Perhaps the doctors too decided it was menopause—the “other thing”—its onset unusually early since everyone thought she was ten years younger. She had no cough or chest pain. They treated her with castor oil for a pain in her side that had vexed her for ten years, but castor oil is also a laxative abused by anorexics. She had Davy smuggle in hard candy while she was a patient in a convalescent home, another way anorexics quell thirst and hunger. She was also prescribed both codeine and veronal, addictive barbiturates that keep you thin. At least she was grateful for the care. “Davy [,] [you] have been a beautiful and loyal person…I wanted to tell you…thank you,” she writes from the hospital in 1929. She also bemoans her incapacity to cure the suffering of others: “I seem always taking and seem unable to help anyone, even the [?] girl recovering from a wound in the head, who is my roommate.” When she was hospitalized in 1933, she went to a private sanatorium simply to gain weight, paid for by her doctor, who “liked her sonnets.” Over the years, her illnesses became less serious, albeit not her weight.

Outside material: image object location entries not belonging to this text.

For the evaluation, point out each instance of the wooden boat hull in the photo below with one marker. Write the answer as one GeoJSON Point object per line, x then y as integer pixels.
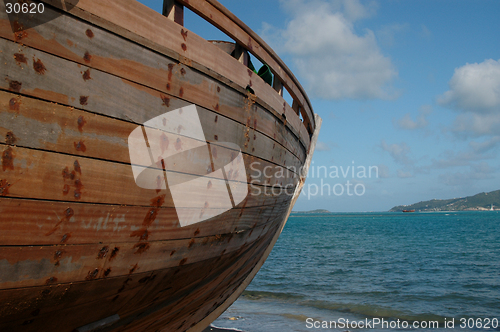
{"type": "Point", "coordinates": [82, 246]}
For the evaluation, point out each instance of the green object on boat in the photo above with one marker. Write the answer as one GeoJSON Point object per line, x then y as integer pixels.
{"type": "Point", "coordinates": [265, 73]}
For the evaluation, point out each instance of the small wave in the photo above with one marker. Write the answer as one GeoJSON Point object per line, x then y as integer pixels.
{"type": "Point", "coordinates": [260, 295]}
{"type": "Point", "coordinates": [374, 311]}
{"type": "Point", "coordinates": [301, 318]}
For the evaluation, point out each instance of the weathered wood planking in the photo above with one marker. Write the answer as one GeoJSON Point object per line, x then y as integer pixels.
{"type": "Point", "coordinates": [27, 266]}
{"type": "Point", "coordinates": [134, 63]}
{"type": "Point", "coordinates": [177, 292]}
{"type": "Point", "coordinates": [136, 22]}
{"type": "Point", "coordinates": [204, 299]}
{"type": "Point", "coordinates": [112, 96]}
{"type": "Point", "coordinates": [216, 14]}
{"type": "Point", "coordinates": [58, 223]}
{"type": "Point", "coordinates": [51, 176]}
{"type": "Point", "coordinates": [33, 123]}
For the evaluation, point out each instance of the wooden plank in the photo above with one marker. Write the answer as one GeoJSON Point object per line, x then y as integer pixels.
{"type": "Point", "coordinates": [133, 62]}
{"type": "Point", "coordinates": [207, 319]}
{"type": "Point", "coordinates": [139, 23]}
{"type": "Point", "coordinates": [27, 266]}
{"type": "Point", "coordinates": [216, 14]}
{"type": "Point", "coordinates": [176, 293]}
{"type": "Point", "coordinates": [50, 176]}
{"type": "Point", "coordinates": [115, 97]}
{"type": "Point", "coordinates": [47, 223]}
{"type": "Point", "coordinates": [28, 122]}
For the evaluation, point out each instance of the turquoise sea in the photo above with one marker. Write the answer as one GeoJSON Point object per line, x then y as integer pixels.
{"type": "Point", "coordinates": [417, 268]}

Her hospitalization in the late 1930s for weighing less than 70 pounds gave her a clean bill of health despite nearly two years living in Mexico. By 1938, Evelyn Scott writes: “You darling Brunhilda of the sick bed, Jean d’Arc of the germs.”

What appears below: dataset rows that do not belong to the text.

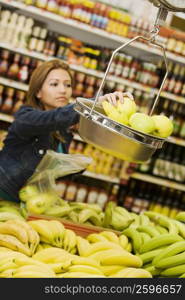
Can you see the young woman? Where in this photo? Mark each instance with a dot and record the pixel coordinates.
(43, 123)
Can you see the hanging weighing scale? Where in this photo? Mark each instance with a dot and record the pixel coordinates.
(114, 138)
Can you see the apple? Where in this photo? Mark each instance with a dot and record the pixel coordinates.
(142, 122)
(28, 192)
(163, 126)
(39, 203)
(128, 106)
(118, 117)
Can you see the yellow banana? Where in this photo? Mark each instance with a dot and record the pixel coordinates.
(85, 261)
(125, 259)
(102, 246)
(69, 240)
(110, 270)
(82, 245)
(79, 275)
(33, 237)
(159, 241)
(15, 230)
(123, 241)
(85, 269)
(52, 255)
(4, 216)
(110, 236)
(14, 244)
(43, 229)
(96, 237)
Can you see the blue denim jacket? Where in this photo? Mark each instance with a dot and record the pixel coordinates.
(28, 139)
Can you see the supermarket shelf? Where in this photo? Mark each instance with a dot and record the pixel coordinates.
(101, 177)
(14, 84)
(160, 181)
(95, 73)
(6, 118)
(101, 35)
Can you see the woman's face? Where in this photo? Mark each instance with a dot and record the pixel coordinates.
(56, 89)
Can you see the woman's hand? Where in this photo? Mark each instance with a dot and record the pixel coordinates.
(112, 98)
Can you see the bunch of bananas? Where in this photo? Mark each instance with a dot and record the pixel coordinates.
(19, 236)
(53, 232)
(9, 210)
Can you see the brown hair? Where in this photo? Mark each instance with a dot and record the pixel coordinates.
(38, 77)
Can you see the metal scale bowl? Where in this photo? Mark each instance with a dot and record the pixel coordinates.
(114, 138)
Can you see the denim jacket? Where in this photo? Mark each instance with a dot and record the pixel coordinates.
(28, 139)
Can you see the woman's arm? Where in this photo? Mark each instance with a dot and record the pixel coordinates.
(30, 121)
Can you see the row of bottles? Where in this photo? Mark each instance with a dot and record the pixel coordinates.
(176, 112)
(11, 99)
(141, 196)
(112, 20)
(102, 163)
(169, 162)
(86, 192)
(17, 67)
(175, 81)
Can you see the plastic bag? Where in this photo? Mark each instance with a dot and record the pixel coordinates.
(41, 186)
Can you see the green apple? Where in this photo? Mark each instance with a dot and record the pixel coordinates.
(39, 203)
(28, 192)
(142, 122)
(163, 126)
(118, 117)
(128, 106)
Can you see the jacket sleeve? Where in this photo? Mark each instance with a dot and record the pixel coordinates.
(32, 122)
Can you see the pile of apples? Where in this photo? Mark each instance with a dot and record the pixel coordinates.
(126, 114)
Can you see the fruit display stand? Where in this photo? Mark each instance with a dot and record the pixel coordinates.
(80, 229)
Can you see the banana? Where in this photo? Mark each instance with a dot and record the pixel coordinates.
(163, 221)
(82, 245)
(15, 230)
(69, 240)
(33, 237)
(43, 229)
(171, 261)
(151, 231)
(173, 249)
(177, 270)
(150, 255)
(125, 259)
(132, 233)
(52, 255)
(129, 247)
(159, 241)
(79, 275)
(123, 241)
(4, 216)
(120, 222)
(96, 237)
(181, 227)
(7, 263)
(85, 261)
(161, 229)
(145, 237)
(110, 236)
(144, 220)
(59, 230)
(150, 268)
(110, 270)
(38, 268)
(58, 211)
(101, 246)
(14, 244)
(85, 269)
(23, 261)
(180, 216)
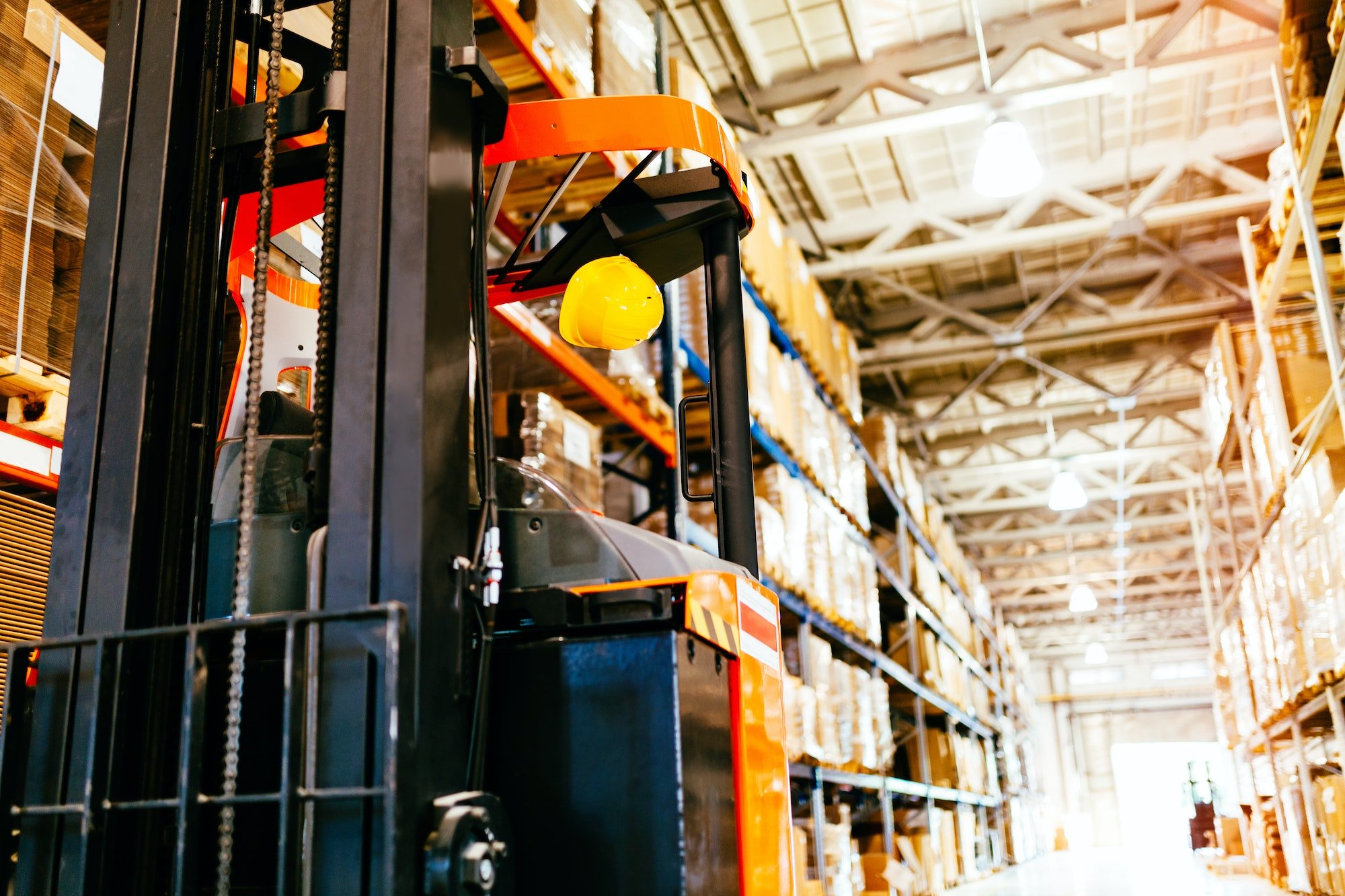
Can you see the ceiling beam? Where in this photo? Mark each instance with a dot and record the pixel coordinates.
(1120, 645)
(957, 477)
(1085, 331)
(1047, 557)
(987, 241)
(1090, 576)
(896, 64)
(1058, 530)
(966, 432)
(1065, 185)
(978, 106)
(1062, 596)
(1024, 502)
(740, 24)
(1062, 612)
(1118, 271)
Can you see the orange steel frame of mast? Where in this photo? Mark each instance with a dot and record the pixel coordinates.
(560, 128)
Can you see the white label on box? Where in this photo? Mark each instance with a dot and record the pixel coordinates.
(578, 447)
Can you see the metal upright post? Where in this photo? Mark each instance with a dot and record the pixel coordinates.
(1317, 868)
(1334, 706)
(670, 334)
(1281, 815)
(820, 818)
(131, 513)
(1313, 240)
(400, 509)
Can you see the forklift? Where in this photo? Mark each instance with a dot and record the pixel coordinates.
(326, 642)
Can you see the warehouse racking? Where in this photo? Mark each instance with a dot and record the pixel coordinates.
(1288, 752)
(531, 73)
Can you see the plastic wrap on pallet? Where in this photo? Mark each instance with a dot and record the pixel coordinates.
(773, 549)
(844, 706)
(882, 438)
(623, 49)
(1256, 637)
(1330, 792)
(790, 499)
(758, 337)
(566, 30)
(1282, 616)
(1239, 684)
(539, 431)
(837, 852)
(880, 696)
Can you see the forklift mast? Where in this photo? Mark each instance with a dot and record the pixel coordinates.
(334, 745)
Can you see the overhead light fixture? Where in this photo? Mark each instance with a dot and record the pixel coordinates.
(1007, 165)
(1083, 599)
(1067, 493)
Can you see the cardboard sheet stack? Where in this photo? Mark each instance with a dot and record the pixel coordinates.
(63, 196)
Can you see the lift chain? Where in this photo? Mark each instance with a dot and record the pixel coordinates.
(467, 853)
(318, 469)
(252, 424)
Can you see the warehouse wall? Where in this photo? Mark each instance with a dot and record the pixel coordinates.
(1081, 723)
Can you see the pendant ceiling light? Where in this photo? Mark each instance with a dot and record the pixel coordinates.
(1007, 165)
(1083, 599)
(1067, 493)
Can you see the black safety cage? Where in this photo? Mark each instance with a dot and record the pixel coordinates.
(110, 803)
(103, 768)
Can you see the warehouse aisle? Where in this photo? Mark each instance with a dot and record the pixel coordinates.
(1114, 872)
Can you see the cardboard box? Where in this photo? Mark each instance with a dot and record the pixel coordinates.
(1307, 381)
(1231, 836)
(623, 49)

Being ill allowed her to prioritize her needs over all others—and to pursue them in ways that a healthier woman couldn’t. No housework, for one thing, and much sympathy from her patrons. Being sick meant she didn’t have to be economically productive. She was free and encouraged to write. She didn’t have to answer letters or come to the door or entertain when she was ill, allowing her more time to concentrate on her poetry. The arche
typal T.B. sufferer was believed to suffer some passionate feeling that caused the illness and which she must express—often love, but also possibly political or moral beliefs. Having an illness similar to T.B. enabled Ridge to speak out. It was also a useful tool in asserting her gentility and rectifying her inferior social status—all that bed rest implied wealth.

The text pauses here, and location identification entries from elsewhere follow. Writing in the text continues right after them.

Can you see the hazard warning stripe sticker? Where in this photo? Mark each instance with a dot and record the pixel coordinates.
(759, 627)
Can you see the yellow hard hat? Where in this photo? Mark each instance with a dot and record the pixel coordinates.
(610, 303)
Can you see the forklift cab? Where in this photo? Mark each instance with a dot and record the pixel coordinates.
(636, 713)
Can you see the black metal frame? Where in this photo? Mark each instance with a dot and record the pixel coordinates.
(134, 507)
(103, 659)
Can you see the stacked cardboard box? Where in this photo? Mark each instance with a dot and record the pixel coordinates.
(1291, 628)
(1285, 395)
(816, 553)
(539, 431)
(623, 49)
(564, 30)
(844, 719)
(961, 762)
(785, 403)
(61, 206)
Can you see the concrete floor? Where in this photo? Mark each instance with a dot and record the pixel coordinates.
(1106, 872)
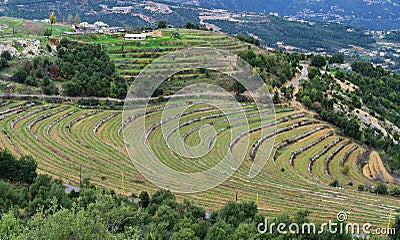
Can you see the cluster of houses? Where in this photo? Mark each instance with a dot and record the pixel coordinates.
(97, 27)
(103, 28)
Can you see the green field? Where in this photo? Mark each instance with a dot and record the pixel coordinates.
(64, 138)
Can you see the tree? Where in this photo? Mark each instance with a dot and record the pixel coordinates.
(144, 199)
(52, 19)
(162, 24)
(219, 231)
(313, 72)
(276, 99)
(19, 76)
(70, 19)
(47, 32)
(77, 19)
(6, 54)
(318, 61)
(184, 234)
(238, 88)
(26, 169)
(336, 58)
(3, 62)
(335, 183)
(381, 189)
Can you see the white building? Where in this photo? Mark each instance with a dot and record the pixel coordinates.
(99, 24)
(139, 37)
(122, 9)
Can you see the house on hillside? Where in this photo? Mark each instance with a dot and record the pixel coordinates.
(123, 10)
(135, 37)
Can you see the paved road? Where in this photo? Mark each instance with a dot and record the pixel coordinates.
(70, 188)
(304, 75)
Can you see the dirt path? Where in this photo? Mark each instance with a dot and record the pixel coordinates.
(375, 167)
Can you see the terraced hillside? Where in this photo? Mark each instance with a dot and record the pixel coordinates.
(130, 57)
(307, 155)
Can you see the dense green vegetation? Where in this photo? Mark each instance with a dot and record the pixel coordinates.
(82, 70)
(88, 71)
(328, 36)
(275, 68)
(377, 88)
(41, 208)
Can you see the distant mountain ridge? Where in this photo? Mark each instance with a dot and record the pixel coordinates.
(371, 14)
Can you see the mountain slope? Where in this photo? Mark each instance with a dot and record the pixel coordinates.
(378, 14)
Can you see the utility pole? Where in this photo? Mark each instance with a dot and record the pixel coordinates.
(80, 175)
(123, 182)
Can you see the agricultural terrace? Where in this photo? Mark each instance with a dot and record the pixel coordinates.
(307, 156)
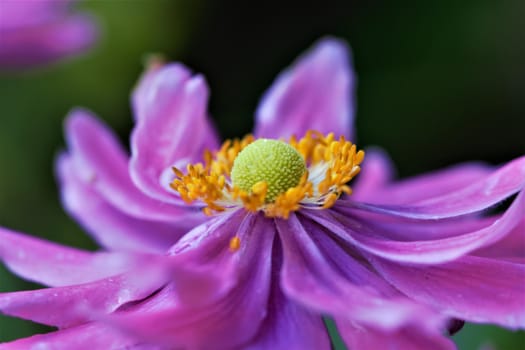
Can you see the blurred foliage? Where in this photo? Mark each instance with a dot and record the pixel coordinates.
(439, 82)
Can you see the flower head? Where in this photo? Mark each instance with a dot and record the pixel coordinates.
(250, 244)
(41, 31)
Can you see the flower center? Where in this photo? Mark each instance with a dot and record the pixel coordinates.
(272, 176)
(271, 161)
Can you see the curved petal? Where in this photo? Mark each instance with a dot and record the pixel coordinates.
(315, 93)
(110, 227)
(54, 265)
(471, 288)
(512, 246)
(477, 196)
(289, 326)
(376, 172)
(308, 277)
(168, 321)
(85, 337)
(420, 251)
(73, 305)
(172, 129)
(102, 163)
(46, 42)
(366, 338)
(426, 186)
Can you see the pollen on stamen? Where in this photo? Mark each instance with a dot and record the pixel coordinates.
(274, 177)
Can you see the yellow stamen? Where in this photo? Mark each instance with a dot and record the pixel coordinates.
(331, 164)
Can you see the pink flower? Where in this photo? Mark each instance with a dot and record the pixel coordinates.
(393, 263)
(34, 32)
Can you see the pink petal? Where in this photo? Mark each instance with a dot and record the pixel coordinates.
(367, 338)
(477, 196)
(46, 42)
(317, 92)
(308, 277)
(289, 326)
(512, 246)
(84, 337)
(102, 164)
(471, 288)
(77, 304)
(172, 129)
(377, 171)
(54, 265)
(112, 228)
(226, 320)
(426, 186)
(382, 243)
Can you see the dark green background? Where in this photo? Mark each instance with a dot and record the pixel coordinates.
(439, 82)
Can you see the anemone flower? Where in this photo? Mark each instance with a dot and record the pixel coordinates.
(250, 244)
(41, 31)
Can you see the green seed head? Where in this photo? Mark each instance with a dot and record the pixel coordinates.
(272, 161)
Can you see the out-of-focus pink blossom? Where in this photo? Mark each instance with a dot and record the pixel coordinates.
(395, 263)
(36, 32)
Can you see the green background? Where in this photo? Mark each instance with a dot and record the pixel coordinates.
(439, 82)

A preponderance of her acquaintances spent enormous amounts of time in bed: Louise Adams Floyd, her patron, retired to her room for years, Evelyn Scott underwent numerous operations, botched and otherwise, Kay Boyle began nearly every letter with a listing of complaints, Elinor Wylie fell down the stairs in a faint and severely injured her back and suffered from chronic inflammatory disease of the kidneys. Perhaps all Ridge’s correspondents mentioned their ailments because they were trying to create a sympathetic bond. In contrast, William Carlos Williams didn’t ever seem to get sick, although he was always being exposed to disease as a doctor, and Amy Lowell, suffering from high blood pressure, retina deterioration, sporadic gastritis, heart trouble, obesity, and an umbilical hernia that made it difficult for her to climb stairs, seldom mentioned any illness. Would Ridge’s problem be a female complaint, a relative to 19th century hysteria? Critic Carroll Smith-Rosenberg in Disorderly Conduct: Visions of Gender in Victorian America states that hysteria sometimes mimics T.B., heart attacks, blindness, hip disease, while a woman is in perfect health.